CoLight: Multi-Agent Traffic Control

Updated 23 November 2025

CoLight is a multi-domain framework that applies coordinated reinforcement learning and graph attention networks to urban traffic control, multi-view imaging, and quantum optics.
In traffic signal control, it uses decentralized multi-agent learning with adaptive neighbor communication to reduce travel time by 7–12% over baselines.
Enhanced variants with Advanced Traffic State (ATS) and inequity aversion (IACoLight) improve phase decisions and overall system performance through richer state representation and reward shaping.

CoLight is a term associated with several technically distinct frameworks and theories, all sharing the characteristic of cooperative or coordinated processing of information. In reinforcement learning (RL) and intelligent transportation systems, CoLight refers to a family of multi-agent RL algorithms for network-level traffic signal control using graph attention networks. In computational imaging and vision, MV-CoLight designates a framework for consistent lighting and shadow generation in multi-view object compositing. Additionally, in quantum optics, “CoLight” encompasses the theoretical study of cooperative light scattering across spatial dimensions. This article systematically presents the RL-based CoLight family, related extensions, and briefly situates the term in other technical domains.

1. Fundamental Principles of CoLight in Traffic Signal Control

CoLight formulates traffic signal control as a decentralized, multi-agent RL problem on urban road networks (Wei et al., 2019). Each intersection is modeled as an independent agent observing local states and selecting among discrete signal phases at each decision epoch. The agent’s local observation comprises a one-hot encoding of the current signal phase and the set of queue lengths on its incoming lanes. The global objective is to minimize aggregate vehicle travel time, with local reward defined as the negative sum of queue lengths on the controlled intersection’s inbound lanes.

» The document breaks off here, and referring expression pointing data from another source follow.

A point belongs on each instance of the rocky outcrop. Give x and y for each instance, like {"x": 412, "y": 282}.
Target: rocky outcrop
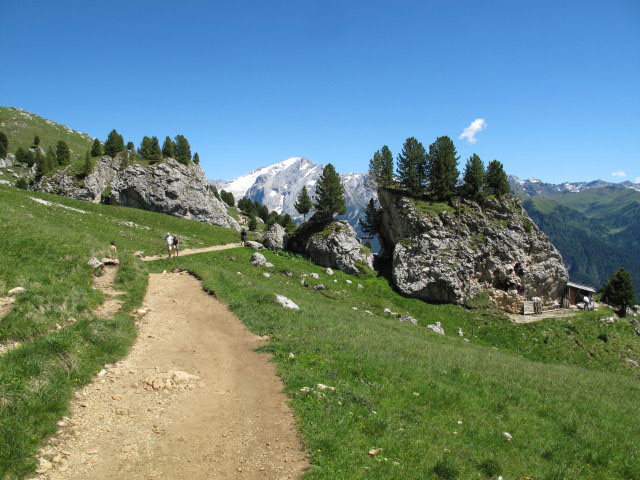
{"x": 167, "y": 187}
{"x": 337, "y": 247}
{"x": 275, "y": 238}
{"x": 450, "y": 255}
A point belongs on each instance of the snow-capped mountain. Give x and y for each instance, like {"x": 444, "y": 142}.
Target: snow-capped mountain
{"x": 533, "y": 187}
{"x": 277, "y": 186}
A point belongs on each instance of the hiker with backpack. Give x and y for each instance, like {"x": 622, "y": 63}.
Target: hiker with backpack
{"x": 176, "y": 245}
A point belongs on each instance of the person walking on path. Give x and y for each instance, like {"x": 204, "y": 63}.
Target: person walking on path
{"x": 169, "y": 239}
{"x": 176, "y": 245}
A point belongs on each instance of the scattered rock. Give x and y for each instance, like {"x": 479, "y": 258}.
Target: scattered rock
{"x": 285, "y": 302}
{"x": 254, "y": 245}
{"x": 258, "y": 260}
{"x": 408, "y": 318}
{"x": 436, "y": 328}
{"x": 95, "y": 263}
{"x": 275, "y": 238}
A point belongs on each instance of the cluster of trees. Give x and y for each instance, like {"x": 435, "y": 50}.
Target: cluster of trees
{"x": 149, "y": 149}
{"x": 434, "y": 173}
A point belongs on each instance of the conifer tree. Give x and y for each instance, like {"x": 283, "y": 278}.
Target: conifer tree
{"x": 62, "y": 153}
{"x": 155, "y": 154}
{"x": 145, "y": 148}
{"x": 4, "y": 145}
{"x": 411, "y": 167}
{"x": 87, "y": 166}
{"x": 442, "y": 169}
{"x": 168, "y": 148}
{"x": 329, "y": 194}
{"x": 96, "y": 148}
{"x": 303, "y": 204}
{"x": 497, "y": 181}
{"x": 114, "y": 144}
{"x": 381, "y": 168}
{"x": 183, "y": 150}
{"x": 474, "y": 179}
{"x": 372, "y": 219}
{"x": 619, "y": 291}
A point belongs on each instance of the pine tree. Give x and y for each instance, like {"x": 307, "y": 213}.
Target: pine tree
{"x": 474, "y": 179}
{"x": 497, "y": 181}
{"x": 329, "y": 194}
{"x": 168, "y": 148}
{"x": 155, "y": 154}
{"x": 619, "y": 291}
{"x": 411, "y": 167}
{"x": 114, "y": 144}
{"x": 442, "y": 169}
{"x": 372, "y": 219}
{"x": 62, "y": 153}
{"x": 96, "y": 148}
{"x": 145, "y": 148}
{"x": 303, "y": 204}
{"x": 4, "y": 145}
{"x": 183, "y": 150}
{"x": 87, "y": 166}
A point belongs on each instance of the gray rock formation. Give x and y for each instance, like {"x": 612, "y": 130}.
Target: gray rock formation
{"x": 446, "y": 255}
{"x": 275, "y": 238}
{"x": 337, "y": 247}
{"x": 167, "y": 187}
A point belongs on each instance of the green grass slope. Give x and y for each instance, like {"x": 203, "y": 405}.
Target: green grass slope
{"x": 21, "y": 127}
{"x": 45, "y": 250}
{"x": 596, "y": 231}
{"x": 563, "y": 389}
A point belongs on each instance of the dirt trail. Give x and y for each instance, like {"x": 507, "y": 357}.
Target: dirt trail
{"x": 192, "y": 400}
{"x": 191, "y": 251}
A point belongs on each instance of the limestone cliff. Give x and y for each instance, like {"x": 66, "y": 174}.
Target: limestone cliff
{"x": 167, "y": 187}
{"x": 450, "y": 254}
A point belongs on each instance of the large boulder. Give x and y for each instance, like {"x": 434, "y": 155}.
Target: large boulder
{"x": 449, "y": 255}
{"x": 275, "y": 238}
{"x": 338, "y": 247}
{"x": 166, "y": 187}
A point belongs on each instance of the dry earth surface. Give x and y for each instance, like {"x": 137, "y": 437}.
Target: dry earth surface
{"x": 191, "y": 400}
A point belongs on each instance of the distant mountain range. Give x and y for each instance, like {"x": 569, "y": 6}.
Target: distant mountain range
{"x": 532, "y": 187}
{"x": 277, "y": 186}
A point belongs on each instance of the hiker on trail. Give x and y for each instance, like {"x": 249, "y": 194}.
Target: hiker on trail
{"x": 176, "y": 245}
{"x": 169, "y": 239}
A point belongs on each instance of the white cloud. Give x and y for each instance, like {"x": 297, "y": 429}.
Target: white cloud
{"x": 476, "y": 126}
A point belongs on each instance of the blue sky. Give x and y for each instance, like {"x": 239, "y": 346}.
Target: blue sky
{"x": 252, "y": 83}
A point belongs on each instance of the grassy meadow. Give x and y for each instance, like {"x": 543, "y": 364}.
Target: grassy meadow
{"x": 430, "y": 406}
{"x": 45, "y": 250}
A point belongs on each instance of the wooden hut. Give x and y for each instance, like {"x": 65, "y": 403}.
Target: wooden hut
{"x": 575, "y": 292}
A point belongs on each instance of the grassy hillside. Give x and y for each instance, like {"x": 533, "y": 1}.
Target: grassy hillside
{"x": 45, "y": 250}
{"x": 596, "y": 231}
{"x": 21, "y": 127}
{"x": 563, "y": 389}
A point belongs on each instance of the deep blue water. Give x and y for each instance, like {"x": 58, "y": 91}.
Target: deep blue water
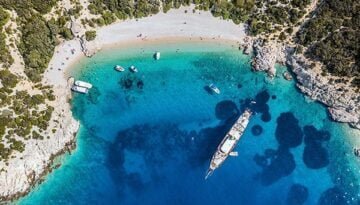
{"x": 147, "y": 138}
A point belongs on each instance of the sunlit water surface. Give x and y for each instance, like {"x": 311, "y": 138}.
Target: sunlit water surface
{"x": 147, "y": 138}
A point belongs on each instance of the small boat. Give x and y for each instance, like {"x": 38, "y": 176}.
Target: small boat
{"x": 83, "y": 84}
{"x": 214, "y": 89}
{"x": 119, "y": 68}
{"x": 228, "y": 144}
{"x": 79, "y": 89}
{"x": 157, "y": 55}
{"x": 133, "y": 69}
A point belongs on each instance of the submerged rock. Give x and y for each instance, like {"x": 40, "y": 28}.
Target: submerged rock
{"x": 343, "y": 105}
{"x": 287, "y": 75}
{"x": 256, "y": 130}
{"x": 267, "y": 55}
{"x": 297, "y": 195}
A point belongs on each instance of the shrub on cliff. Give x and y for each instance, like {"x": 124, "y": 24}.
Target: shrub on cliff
{"x": 90, "y": 35}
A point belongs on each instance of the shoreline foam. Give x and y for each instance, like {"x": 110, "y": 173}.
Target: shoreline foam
{"x": 199, "y": 26}
{"x": 29, "y": 167}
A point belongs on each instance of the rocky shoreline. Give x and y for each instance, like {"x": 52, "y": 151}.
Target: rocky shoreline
{"x": 28, "y": 168}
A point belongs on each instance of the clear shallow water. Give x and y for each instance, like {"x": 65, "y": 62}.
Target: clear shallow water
{"x": 147, "y": 138}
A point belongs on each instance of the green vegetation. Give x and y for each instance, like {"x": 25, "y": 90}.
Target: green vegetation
{"x": 5, "y": 57}
{"x": 332, "y": 36}
{"x": 37, "y": 47}
{"x": 8, "y": 79}
{"x": 90, "y": 35}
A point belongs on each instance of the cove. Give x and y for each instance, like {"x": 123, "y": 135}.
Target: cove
{"x": 147, "y": 137}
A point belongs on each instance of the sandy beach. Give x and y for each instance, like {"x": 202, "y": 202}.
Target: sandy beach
{"x": 174, "y": 25}
{"x": 25, "y": 170}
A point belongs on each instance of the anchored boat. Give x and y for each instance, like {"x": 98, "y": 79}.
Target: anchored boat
{"x": 133, "y": 69}
{"x": 214, "y": 89}
{"x": 157, "y": 55}
{"x": 119, "y": 68}
{"x": 229, "y": 142}
{"x": 79, "y": 89}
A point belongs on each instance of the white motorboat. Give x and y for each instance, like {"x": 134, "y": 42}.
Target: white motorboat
{"x": 133, "y": 69}
{"x": 83, "y": 84}
{"x": 214, "y": 89}
{"x": 119, "y": 68}
{"x": 157, "y": 55}
{"x": 229, "y": 142}
{"x": 79, "y": 89}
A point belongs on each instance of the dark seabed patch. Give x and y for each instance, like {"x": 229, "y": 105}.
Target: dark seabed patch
{"x": 226, "y": 109}
{"x": 315, "y": 156}
{"x": 288, "y": 132}
{"x": 158, "y": 147}
{"x": 259, "y": 105}
{"x": 94, "y": 95}
{"x": 297, "y": 195}
{"x": 275, "y": 165}
{"x": 332, "y": 196}
{"x": 256, "y": 130}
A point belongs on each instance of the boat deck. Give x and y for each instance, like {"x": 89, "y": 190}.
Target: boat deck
{"x": 229, "y": 142}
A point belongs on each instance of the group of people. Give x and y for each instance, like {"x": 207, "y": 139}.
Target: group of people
{"x": 357, "y": 152}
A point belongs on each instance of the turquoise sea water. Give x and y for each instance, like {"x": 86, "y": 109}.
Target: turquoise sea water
{"x": 147, "y": 138}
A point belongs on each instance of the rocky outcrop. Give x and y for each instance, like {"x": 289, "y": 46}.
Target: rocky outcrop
{"x": 267, "y": 55}
{"x": 343, "y": 106}
{"x": 246, "y": 45}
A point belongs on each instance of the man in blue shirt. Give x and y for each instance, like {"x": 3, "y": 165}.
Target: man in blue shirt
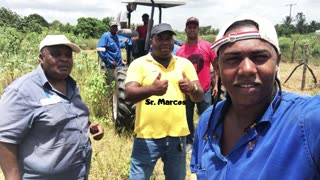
{"x": 259, "y": 131}
{"x": 44, "y": 124}
{"x": 109, "y": 50}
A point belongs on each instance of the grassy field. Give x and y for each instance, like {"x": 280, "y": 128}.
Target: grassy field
{"x": 111, "y": 155}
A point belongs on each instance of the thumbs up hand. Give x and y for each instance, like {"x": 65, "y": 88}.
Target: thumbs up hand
{"x": 186, "y": 86}
{"x": 159, "y": 87}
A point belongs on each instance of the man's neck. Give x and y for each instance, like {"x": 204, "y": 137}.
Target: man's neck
{"x": 164, "y": 61}
{"x": 192, "y": 41}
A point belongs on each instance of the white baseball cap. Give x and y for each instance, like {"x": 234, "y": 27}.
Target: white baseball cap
{"x": 52, "y": 40}
{"x": 266, "y": 32}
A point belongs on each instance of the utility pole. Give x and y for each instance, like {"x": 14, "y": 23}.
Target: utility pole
{"x": 290, "y": 8}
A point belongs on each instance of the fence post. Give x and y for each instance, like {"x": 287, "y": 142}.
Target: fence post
{"x": 293, "y": 51}
{"x": 305, "y": 65}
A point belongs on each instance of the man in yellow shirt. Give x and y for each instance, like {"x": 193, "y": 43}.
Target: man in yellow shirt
{"x": 158, "y": 82}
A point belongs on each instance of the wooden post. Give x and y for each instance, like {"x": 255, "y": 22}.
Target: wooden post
{"x": 305, "y": 65}
{"x": 293, "y": 51}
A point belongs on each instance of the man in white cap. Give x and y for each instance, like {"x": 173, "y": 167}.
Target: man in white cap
{"x": 158, "y": 82}
{"x": 259, "y": 131}
{"x": 44, "y": 127}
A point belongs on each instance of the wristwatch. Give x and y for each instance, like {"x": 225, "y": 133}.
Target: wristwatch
{"x": 195, "y": 87}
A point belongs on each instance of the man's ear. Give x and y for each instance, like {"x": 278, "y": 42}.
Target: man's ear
{"x": 40, "y": 57}
{"x": 216, "y": 66}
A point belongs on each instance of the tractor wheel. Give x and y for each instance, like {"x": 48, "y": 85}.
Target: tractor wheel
{"x": 123, "y": 111}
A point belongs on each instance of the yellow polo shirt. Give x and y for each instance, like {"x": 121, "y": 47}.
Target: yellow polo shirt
{"x": 161, "y": 116}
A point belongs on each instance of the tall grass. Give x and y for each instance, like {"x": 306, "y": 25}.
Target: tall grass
{"x": 111, "y": 155}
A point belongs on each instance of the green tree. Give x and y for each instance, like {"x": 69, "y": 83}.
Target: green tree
{"x": 301, "y": 25}
{"x": 56, "y": 25}
{"x": 9, "y": 18}
{"x": 286, "y": 28}
{"x": 89, "y": 27}
{"x": 36, "y": 18}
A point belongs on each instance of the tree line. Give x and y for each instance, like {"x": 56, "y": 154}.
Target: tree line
{"x": 88, "y": 27}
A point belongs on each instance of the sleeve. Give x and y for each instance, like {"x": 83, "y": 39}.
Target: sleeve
{"x": 199, "y": 142}
{"x": 312, "y": 128}
{"x": 103, "y": 54}
{"x": 190, "y": 71}
{"x": 213, "y": 56}
{"x": 16, "y": 115}
{"x": 123, "y": 16}
{"x": 134, "y": 73}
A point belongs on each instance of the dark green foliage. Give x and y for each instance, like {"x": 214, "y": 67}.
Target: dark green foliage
{"x": 90, "y": 27}
{"x": 9, "y": 18}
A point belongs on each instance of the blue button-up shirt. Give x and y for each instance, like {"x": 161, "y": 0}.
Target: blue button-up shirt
{"x": 50, "y": 129}
{"x": 113, "y": 51}
{"x": 285, "y": 144}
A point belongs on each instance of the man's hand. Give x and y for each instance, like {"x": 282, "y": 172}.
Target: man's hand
{"x": 96, "y": 130}
{"x": 186, "y": 86}
{"x": 159, "y": 87}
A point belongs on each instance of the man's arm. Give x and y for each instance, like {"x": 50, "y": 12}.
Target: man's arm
{"x": 134, "y": 92}
{"x": 9, "y": 161}
{"x": 192, "y": 88}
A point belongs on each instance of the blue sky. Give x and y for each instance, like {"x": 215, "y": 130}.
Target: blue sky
{"x": 209, "y": 12}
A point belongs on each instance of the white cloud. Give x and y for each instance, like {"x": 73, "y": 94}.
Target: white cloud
{"x": 213, "y": 13}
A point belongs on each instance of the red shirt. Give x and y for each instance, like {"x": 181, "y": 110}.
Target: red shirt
{"x": 201, "y": 57}
{"x": 142, "y": 30}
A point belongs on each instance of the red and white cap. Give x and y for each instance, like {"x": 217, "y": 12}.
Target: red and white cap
{"x": 266, "y": 32}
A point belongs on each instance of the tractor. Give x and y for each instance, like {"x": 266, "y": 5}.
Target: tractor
{"x": 124, "y": 111}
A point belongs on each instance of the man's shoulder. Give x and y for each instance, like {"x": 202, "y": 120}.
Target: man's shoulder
{"x": 25, "y": 82}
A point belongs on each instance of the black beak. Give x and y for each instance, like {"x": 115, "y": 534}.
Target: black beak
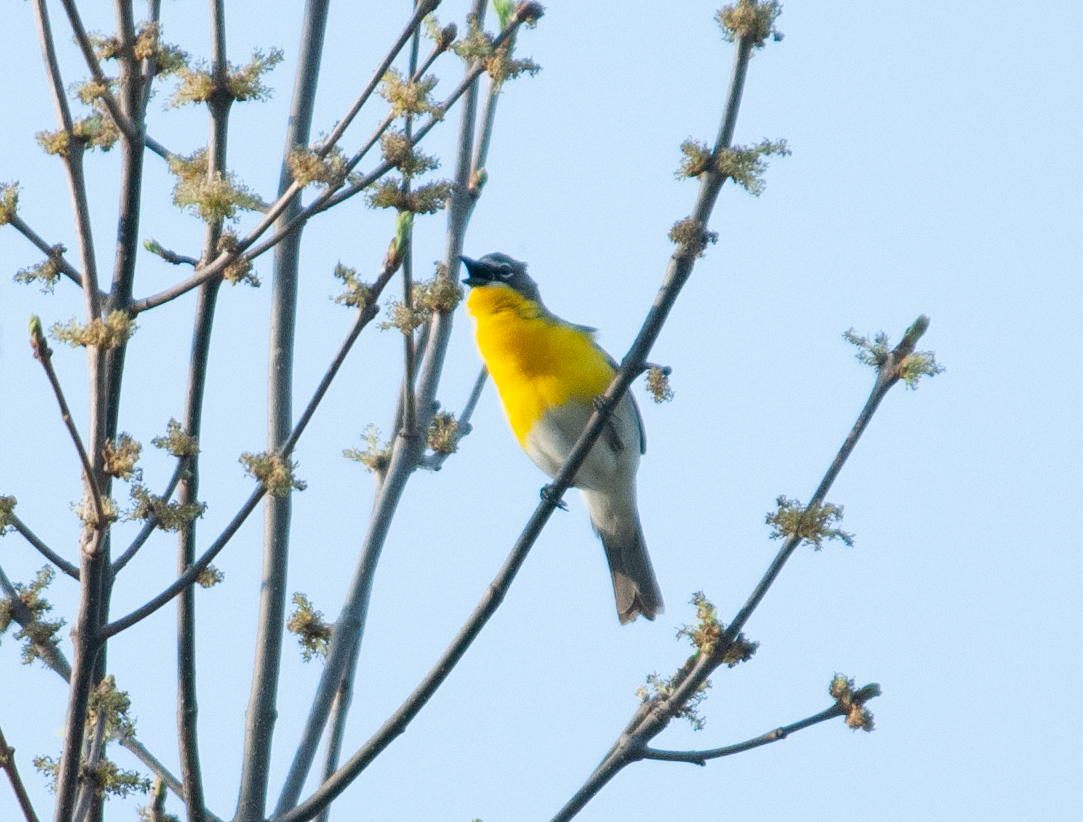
{"x": 480, "y": 273}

A central innovation is the use of a Graph Attention Network (GAT) to facilitate learned, index-free communication among neighboring intersections. Agents are arranged as nodes in a spatial graph, where message passing among nodes occurs through dynamically weighted, multi-head aggregation. This structure enables each signal controller to adaptively prioritize information from important spatial (e.g., upstream vs. downstream) and temporal (e.g., peak flow direction) neighbors. All nodes share underlying parameterizations to ensure scalability to city-sized networks.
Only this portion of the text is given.